Question

Find the equation of the plane which passes through the point (3, 4, −1) and is parallel to the plane 2x − 3y + 5z + 7 = 0. Also, find the distance between the two planes.

 

Answer 1

\[ \text{ Let the equation of a plane parallel to the given plane be } \]

\[2x - 3y + 5z = k . . . \left( 1 \right)\]

\[\text{ This passes through (3, 4, -1).} \hspace{0.167em} \text{ So } ,\]

\[2 \left( 3 \right) - 3 \left( 4 \right) + 5 \left( - 1 \right) = k\]

\[ \Rightarrow k = -11 \]

\[\text{ Substituting this in (1), we get } \]
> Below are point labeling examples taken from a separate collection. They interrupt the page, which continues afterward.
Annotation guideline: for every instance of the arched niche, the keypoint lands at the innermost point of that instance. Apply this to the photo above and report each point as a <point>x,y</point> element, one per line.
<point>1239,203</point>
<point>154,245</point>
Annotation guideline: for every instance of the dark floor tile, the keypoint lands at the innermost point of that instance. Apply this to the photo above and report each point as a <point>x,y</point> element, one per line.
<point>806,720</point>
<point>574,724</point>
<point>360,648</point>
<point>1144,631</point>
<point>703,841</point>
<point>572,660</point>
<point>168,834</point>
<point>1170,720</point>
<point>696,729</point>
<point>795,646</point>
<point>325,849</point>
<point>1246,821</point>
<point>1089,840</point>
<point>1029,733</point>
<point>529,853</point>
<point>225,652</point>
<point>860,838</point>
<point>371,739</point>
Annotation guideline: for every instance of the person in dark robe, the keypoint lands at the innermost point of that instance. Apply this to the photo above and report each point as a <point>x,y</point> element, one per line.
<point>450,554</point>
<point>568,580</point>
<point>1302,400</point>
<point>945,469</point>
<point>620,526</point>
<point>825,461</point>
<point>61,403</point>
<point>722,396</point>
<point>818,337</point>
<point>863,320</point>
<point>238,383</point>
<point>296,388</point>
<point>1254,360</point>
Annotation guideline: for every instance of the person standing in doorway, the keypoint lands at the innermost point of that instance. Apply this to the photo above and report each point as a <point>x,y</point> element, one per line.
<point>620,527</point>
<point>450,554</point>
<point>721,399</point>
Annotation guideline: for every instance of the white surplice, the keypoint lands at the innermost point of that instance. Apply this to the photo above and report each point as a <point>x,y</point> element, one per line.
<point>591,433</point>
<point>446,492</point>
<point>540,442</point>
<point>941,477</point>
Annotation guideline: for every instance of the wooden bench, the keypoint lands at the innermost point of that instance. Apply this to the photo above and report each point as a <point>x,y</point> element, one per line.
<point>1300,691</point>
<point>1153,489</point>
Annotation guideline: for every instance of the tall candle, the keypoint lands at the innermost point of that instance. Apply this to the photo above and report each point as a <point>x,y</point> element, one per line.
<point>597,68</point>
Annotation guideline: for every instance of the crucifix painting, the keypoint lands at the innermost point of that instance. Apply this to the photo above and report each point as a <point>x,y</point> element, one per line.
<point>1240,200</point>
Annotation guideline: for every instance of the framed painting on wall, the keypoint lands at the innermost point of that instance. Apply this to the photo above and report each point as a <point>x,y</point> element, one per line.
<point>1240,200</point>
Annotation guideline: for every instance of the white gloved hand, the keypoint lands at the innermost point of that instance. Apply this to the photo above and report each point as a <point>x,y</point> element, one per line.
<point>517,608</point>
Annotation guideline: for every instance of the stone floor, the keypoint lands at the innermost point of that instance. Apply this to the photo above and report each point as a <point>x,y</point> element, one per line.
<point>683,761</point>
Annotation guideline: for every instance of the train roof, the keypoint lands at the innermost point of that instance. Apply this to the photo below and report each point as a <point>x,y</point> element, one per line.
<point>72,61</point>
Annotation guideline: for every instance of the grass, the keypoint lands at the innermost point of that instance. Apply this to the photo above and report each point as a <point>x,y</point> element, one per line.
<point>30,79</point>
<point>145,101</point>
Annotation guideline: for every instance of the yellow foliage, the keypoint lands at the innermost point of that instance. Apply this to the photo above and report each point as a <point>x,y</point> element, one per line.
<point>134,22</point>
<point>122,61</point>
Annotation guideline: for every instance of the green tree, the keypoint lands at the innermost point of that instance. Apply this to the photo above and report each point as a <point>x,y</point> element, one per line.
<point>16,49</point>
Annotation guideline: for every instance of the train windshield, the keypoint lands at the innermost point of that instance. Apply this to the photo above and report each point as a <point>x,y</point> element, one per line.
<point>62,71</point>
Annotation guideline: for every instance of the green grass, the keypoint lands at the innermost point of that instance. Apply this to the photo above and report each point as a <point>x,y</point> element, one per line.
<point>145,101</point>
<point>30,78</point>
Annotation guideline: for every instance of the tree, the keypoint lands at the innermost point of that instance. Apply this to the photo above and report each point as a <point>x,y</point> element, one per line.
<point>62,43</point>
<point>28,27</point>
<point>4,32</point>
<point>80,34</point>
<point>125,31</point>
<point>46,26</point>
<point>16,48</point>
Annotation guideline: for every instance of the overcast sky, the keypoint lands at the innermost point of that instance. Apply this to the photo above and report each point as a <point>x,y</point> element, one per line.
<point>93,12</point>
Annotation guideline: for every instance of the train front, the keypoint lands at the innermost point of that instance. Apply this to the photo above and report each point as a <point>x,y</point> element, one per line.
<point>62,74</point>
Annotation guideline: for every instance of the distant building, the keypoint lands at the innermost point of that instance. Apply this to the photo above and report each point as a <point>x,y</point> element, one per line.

\[2x - 3y + 5z = -11 . . . \left( 1 \right), \text{ which is the equation of the required plane } .\]

\[\text{ The equation of the given plane is } \]

\[2x - 3y + 5z = - 7 . . . \left( 2 \right)\]

\[ \text{ We know that the distance between two planes ax + by }+ cz = d_{ 1} \text{ and } ax + by + cz = d_{2 } \text{ is } \frac{\left| d_{2 }- d_1 \right|}{\sqrt{a^2 + b^2 + c^2}}\]
\[\text{ So, the required distance } \]

\[ = \frac{\left| - 7 - \left( - 11 \right) \right|}{\sqrt{2^2 + \left( - 3 \right)^2 + 5^2}}\]

\[ = \frac{\left| - 7 + 11 \right|}{\sqrt{4 + 9 + 25}}\]

\[ = \frac{4}{\sqrt{38}} \text{ units } \]